Design for achieving the above object and a kind ofly for processing automobile sliding door line card button toughened polyamide resin material, according to parts by weight, calculate, by following component, formed:
Described polyamide resin is the mixture of a kind of in nylon 6 or nylon 66 or two kinds, and the relative viscosity of described nylon 6 is 2.43 ± 0.03, and the relative viscosity of described nylon 66 is 2.67 ± 0.03.

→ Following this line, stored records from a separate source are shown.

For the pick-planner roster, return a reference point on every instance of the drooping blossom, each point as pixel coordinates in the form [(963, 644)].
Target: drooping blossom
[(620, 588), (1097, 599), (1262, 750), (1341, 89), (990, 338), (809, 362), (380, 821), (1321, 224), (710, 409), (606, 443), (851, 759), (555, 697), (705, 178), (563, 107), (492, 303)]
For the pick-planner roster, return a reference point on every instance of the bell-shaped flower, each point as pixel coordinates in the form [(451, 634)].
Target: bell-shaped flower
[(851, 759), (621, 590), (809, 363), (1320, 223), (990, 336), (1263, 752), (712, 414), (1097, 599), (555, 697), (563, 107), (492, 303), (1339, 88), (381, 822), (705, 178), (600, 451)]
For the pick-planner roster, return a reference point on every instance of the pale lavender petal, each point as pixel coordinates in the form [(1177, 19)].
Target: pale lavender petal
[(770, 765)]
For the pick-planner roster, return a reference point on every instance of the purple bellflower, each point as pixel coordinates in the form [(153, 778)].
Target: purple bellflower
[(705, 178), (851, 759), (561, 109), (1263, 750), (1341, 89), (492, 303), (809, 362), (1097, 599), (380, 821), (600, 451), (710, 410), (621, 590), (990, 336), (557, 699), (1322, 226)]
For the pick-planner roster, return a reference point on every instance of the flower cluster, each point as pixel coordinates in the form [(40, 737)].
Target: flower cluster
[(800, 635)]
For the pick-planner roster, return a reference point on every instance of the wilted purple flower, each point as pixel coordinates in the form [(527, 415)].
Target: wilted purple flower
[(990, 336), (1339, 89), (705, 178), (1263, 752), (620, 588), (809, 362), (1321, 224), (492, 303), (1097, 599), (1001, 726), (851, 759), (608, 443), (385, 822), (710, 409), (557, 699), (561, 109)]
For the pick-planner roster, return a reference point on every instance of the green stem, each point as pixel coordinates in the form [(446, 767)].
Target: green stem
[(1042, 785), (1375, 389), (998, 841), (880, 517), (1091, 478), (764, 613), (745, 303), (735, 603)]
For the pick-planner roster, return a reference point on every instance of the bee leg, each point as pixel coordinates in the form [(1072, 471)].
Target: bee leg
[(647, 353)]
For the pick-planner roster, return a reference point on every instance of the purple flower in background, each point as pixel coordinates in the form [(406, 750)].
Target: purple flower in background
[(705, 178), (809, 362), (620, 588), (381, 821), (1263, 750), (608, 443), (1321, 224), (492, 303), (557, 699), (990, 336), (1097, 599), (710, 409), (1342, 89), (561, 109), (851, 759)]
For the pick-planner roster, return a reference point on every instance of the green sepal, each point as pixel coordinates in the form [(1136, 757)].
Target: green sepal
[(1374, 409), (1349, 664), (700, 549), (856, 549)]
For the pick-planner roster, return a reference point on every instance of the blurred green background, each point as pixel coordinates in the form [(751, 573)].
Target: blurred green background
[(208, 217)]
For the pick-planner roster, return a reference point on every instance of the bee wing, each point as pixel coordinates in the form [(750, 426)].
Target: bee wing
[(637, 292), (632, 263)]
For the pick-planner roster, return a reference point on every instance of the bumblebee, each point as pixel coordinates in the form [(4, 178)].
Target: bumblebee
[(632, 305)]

Described elastomerics is one or several the mixture in polyhutadiene, chloroprene rubber, polyisoprene rubber, using trans-polyisoprene, styrene-butadiene rubber(SBR), HSBR, hydrogenation nitrile rubber, ethylene-propylene rubber(EPR), ethylene copolymer.
Described polyolefine is one or several the mixture in polyethylene, polypropylene, poly 1-butene, poly(4-methyl-1-pentene), ethylene-propylene copolymer, ethylene-butene copolymer.
Described grafting body is that one or more the mixture of take in PA6 polyamide resin, ethylene-butene copolymer is base material, and described grafts is the one or more kinds of mixtures in MALEIC ANHYDRIDE, benzoyl oxide, Tetra hydro Phthalic anhydride, diacetyl oxide, propionic anhydride, citric acid.
Described functional agglomerate comprises the component of following weight percent:
Described chirality organic inorganic hybridization mesoporous material be take C-Si key as main chain, there is meso-hole structure material;
Described lubricant is at least one in paraffin class, lipid acid and ester class thereof, fatty acid amide, silicoorganic compound;
Described epoxy resin is at least one in bisphenol A type epoxy resin, phenol aldehyde type epoxy resin;
Described inorganic filler is at least one in mesoporous silicon oxide, mesoporous TiO 2, nano imvite, superfine talcum powder.
Described black masterbatch is that at least one of take in polyamide resin, ethylene-butene copolymer is base material; Be written into take C-Si key as main chain, there is the chirality organic-inorganic hybrid material of meso-hole structure, by at least one in paraffin class, lipid acid and ester class thereof, fatty acid amide, silicoorganic compound, and at least one in bisphenol A type epoxy resin, phenol aldehyde type epoxy resin, be written into inorganic filler, described inorganic filler is that at least one in mesoporous silicon oxide, mesoporous TiO 2, nano imvite, superfine talcum powder forms jointly simultaneously.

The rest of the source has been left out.